I’ve noticed the constant rhythm in which the city around me flows in. The reserved society that walks among the streets, so punctual and serious. I’ve noticed I’ve blended in a little more. I’ve noticed talking less and listening to the stories from the people around me are intriguing. It is unbelievable how much a person can change within a few months. Some of the subtlest changes have had the biggest impact on me since arriving in Japan last August.
Since studying abroad in Japan, I have noticed certain aspects of myself have changed. My rowdy and irrational self has slowly metamorphosed into a person who thinks about their actions and every possible consequence before coming to a single decision now. I find myself being very reserved in many situations when before I always had something to add or ask.
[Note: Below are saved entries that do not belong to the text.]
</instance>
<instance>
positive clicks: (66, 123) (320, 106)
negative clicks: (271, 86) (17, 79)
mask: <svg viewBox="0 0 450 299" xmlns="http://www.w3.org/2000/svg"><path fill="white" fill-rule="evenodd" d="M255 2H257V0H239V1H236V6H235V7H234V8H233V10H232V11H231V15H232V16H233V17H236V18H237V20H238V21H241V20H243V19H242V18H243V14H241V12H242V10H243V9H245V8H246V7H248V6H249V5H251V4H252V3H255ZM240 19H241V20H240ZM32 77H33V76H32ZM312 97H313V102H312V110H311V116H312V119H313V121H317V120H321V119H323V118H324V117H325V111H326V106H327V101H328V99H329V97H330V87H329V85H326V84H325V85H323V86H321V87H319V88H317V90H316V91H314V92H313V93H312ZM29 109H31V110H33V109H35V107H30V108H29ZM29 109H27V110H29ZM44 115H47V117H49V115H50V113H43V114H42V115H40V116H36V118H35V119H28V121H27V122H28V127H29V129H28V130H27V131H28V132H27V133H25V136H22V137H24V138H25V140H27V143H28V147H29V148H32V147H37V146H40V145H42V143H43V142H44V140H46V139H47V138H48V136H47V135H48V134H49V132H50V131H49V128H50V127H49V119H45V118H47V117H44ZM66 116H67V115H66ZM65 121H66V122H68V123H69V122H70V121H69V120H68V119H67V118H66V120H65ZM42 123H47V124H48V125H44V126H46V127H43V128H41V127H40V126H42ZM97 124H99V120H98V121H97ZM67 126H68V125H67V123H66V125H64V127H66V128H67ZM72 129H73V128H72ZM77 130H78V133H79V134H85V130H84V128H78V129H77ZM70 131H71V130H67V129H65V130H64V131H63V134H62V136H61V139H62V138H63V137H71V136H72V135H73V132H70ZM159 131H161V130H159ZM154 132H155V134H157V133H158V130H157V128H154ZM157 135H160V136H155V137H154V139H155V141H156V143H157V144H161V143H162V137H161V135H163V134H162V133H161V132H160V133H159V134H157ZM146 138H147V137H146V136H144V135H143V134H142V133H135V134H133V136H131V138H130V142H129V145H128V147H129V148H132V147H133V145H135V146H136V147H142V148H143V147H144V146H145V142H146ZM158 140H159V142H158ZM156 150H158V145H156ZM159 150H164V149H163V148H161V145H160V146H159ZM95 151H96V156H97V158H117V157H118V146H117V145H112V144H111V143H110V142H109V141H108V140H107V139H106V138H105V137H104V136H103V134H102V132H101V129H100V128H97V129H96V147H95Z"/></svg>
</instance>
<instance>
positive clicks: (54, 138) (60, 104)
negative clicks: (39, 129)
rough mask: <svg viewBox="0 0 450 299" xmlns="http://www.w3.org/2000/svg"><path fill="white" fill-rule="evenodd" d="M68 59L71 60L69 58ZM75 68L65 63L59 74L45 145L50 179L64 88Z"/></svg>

Academically, my studies have become more challenging than before. With more and more of the Japanese language being introduced in my classes, I found myself a semester later enrolled in three classes predominantly taught in the Japanese language. This a complete 360 compared to the Japanese classes I took back at home university. I can not personally see my progress when it comes to my Japanese, but others continuously compliment me and say have far I have come.
One aspect of myself that has changed a great deal since studying abroad is my gratitude for others. Homesickness really set in since studying abroad as every day I missed my family and friends. I am grateful for all the things they have done for me before coming to Japan and even now. I am grateful for the new people I have met in my life after arriving in Japan. I am so happy about the change I have seen within myself from then and now.